Good read, tiny quibbles.

System-apocalypse LitRPG set in the Backrooms. Starts close to DCC but finds its own feet by the second half of book one.

Blurb

All Dan wants is to find a way home. He’d settle for a beer, a bite to eat, and a place to sleep off his hangover. But in an endless, ever-changing dungeon cobbled together from twisted carnivals, abandoned shopping malls, janky laundromats, and condemned insane asylums, getting a bit of shut-eye is harder than it sounds.

Dan has accidentally “Noclipped” into the Backrooms — a bizarro, extra-dimensional Alice-in-Wonderland world overrun with horrific nightmare creatures known as the Dwellers. No one ever gets out. Hell, forget about leaving: if Dan wants to survive the week, he’s going to need to harness the strange game-like magic of the Backrooms, make some very sketchy allies, and carve out a little safe haven to call his own. And he’s going to need to do it fast, because Dan is being hunted. The Flayed Monarch of the 999th floor has marked him for death, and no one walks away from the Skinless Court with their hide intact.

Thoughts

I saw this on Reddit the day it launched, but put it off cos it seemed like a story just cashing in on Dungeon Crawler Carl’s meteoric rise. And yes, obviously this is true, and for the first half of book one the similarities are hard to ignore. The AI system makes snarky announcements full of profanity. Dan has a weird animal companion (Croc), a mimic that speaks and defaults to the form of a small blue dog. And Dan’s first few levels in the Backrooms are focused upon a frantic need to survive.

But fear not!

But somewhere around the midpoint of book one it starts to diverge via an infusion of Jake’s Magical Market goodness (the emporium referenced in the title). But the market stays instead of disappearing, I promise, though I do wish there was a slightly stronger kingdom building element of it given the sheer amount of potential the emblem has (gimmick which allows Dan to steal area from the backrooms), but a more deliberate treatment of Dan’s area is reduced given the timeline he’s on.

Anyway, the usual gimmick of each level being completely different from the others is present here (as you’d want from a dungeons crawler / tower climber).

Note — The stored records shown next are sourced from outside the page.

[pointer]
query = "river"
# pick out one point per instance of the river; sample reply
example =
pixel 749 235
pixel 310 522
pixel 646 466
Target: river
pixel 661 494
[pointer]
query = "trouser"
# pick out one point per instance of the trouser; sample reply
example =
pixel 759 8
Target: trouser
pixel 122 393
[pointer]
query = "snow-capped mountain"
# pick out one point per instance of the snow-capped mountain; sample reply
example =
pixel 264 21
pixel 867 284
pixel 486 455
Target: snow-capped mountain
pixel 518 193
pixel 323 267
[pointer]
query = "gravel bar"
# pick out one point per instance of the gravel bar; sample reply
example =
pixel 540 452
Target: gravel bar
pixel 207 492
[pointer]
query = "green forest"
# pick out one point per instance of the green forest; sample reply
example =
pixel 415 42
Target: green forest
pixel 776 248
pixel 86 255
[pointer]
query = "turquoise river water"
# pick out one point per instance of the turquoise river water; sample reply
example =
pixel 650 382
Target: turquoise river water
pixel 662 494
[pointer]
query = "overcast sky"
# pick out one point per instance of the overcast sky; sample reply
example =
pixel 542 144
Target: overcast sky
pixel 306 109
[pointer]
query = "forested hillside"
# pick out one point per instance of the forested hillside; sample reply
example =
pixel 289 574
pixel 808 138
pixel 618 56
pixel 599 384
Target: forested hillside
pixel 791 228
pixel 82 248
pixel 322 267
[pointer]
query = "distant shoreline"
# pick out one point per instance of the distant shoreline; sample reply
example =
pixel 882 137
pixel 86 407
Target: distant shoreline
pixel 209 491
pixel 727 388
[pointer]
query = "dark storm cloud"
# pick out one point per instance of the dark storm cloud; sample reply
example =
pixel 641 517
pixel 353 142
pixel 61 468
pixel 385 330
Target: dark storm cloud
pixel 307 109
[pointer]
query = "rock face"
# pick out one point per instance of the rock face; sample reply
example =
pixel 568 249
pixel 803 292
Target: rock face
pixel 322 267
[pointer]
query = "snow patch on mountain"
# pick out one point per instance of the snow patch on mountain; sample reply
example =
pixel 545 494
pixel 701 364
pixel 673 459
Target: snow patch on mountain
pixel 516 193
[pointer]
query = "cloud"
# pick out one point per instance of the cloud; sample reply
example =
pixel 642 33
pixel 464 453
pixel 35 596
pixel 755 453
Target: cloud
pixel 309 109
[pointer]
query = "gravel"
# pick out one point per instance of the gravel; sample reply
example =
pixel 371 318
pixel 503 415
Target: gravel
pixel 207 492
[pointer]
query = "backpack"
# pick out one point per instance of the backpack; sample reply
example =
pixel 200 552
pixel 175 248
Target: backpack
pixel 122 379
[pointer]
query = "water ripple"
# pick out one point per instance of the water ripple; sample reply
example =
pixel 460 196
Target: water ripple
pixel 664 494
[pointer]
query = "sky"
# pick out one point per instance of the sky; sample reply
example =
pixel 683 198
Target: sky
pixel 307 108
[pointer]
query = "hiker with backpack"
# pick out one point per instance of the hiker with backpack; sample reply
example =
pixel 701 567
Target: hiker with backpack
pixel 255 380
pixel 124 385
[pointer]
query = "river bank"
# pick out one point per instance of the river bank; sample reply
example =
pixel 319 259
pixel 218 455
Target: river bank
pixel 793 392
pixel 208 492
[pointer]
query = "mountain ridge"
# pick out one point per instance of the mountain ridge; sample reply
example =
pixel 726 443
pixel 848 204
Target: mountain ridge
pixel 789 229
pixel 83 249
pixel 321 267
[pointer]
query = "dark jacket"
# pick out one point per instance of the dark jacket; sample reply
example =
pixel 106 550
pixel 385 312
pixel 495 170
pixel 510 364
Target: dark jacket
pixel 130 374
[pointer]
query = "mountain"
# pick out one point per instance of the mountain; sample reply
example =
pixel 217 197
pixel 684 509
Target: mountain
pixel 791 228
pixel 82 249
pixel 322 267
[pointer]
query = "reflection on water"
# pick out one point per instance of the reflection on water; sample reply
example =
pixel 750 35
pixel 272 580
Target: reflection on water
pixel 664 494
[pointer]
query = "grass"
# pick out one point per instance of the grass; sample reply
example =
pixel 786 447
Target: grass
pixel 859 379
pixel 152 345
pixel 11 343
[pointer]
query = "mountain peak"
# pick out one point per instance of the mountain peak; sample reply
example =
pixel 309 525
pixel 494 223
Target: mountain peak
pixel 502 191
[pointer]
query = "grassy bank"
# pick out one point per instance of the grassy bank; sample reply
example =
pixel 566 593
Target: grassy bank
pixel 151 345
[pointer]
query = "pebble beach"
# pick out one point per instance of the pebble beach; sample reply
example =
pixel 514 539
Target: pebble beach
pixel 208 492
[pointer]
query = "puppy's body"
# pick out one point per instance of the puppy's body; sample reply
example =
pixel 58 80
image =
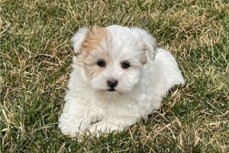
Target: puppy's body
pixel 151 73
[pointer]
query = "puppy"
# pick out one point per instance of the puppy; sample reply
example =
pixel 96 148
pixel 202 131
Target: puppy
pixel 119 76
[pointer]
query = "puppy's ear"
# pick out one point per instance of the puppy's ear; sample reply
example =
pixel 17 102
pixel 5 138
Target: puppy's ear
pixel 78 39
pixel 150 45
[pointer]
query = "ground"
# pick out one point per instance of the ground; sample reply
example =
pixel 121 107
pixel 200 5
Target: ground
pixel 35 58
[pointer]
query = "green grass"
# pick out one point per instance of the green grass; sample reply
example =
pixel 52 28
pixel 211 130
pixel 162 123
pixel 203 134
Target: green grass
pixel 35 60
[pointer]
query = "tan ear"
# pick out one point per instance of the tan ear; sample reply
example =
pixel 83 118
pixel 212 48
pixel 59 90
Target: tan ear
pixel 149 41
pixel 78 39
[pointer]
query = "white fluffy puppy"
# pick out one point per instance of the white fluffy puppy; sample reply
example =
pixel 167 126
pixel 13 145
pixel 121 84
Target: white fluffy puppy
pixel 119 76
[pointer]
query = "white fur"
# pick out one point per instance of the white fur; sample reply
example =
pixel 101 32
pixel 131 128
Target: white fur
pixel 139 92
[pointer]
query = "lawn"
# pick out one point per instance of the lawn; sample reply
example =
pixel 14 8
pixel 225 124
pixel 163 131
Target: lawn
pixel 35 62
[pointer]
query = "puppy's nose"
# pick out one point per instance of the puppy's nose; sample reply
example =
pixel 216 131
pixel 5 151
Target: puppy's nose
pixel 112 83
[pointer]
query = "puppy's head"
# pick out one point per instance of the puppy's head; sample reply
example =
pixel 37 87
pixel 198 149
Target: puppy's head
pixel 112 57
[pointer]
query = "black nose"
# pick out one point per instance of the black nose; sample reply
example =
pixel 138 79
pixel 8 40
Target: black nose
pixel 112 83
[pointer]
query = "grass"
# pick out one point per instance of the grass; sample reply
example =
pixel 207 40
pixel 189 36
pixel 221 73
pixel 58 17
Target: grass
pixel 35 60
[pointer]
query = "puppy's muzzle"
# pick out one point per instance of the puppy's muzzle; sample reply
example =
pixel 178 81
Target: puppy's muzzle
pixel 112 83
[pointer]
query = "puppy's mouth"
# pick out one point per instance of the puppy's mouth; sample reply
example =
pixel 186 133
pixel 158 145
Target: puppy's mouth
pixel 111 89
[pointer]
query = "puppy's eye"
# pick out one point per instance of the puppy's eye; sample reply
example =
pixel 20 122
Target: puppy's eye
pixel 125 64
pixel 101 63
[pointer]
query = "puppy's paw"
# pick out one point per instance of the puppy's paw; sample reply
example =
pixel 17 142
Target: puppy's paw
pixel 103 127
pixel 69 130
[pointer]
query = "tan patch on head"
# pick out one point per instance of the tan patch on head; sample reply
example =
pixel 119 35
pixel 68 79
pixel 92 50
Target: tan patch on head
pixel 94 37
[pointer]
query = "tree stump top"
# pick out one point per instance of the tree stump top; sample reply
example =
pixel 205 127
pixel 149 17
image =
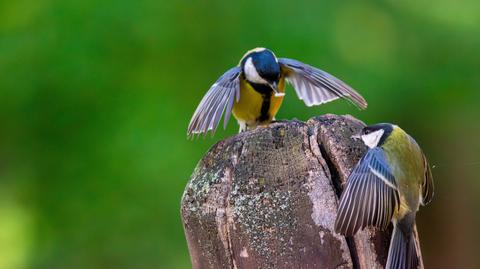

The Backrooms levels mostly have urban feels to start with (parking lots, suburbia, a mall, a hotel, sewers), before the lower floors start to do fun things (like have trees).

Characters feel drawn from clear archetypes early on, but they do accumulate texture across subsequent books. The system and skill design is solid, and the skill combinations and upgrades are fun both to read and then see executed in inventive battles soon after. The usual LitRPG problem of stats that feel decorative rather than consequential does creep in, which is almost a genre-wide plague at this point, so it’s hard to hold it too hard against this one specifically. The bigger frustration is the plot’s handling of the nature of the structure Dan is trapped in, which remains genuinely murky for a long stretch. Whether that’s deliberate mystery or, you know, I’m just dumb is unclear. I do read faster and late at night, so who knows.

Croc is the highlight. A speaking, shape-shifting mimic who defaults to the form of a cheerful blue dog is a great companion concept. I can’t believe I’m saying this, but the mimics obsession with Twilight is hilarious.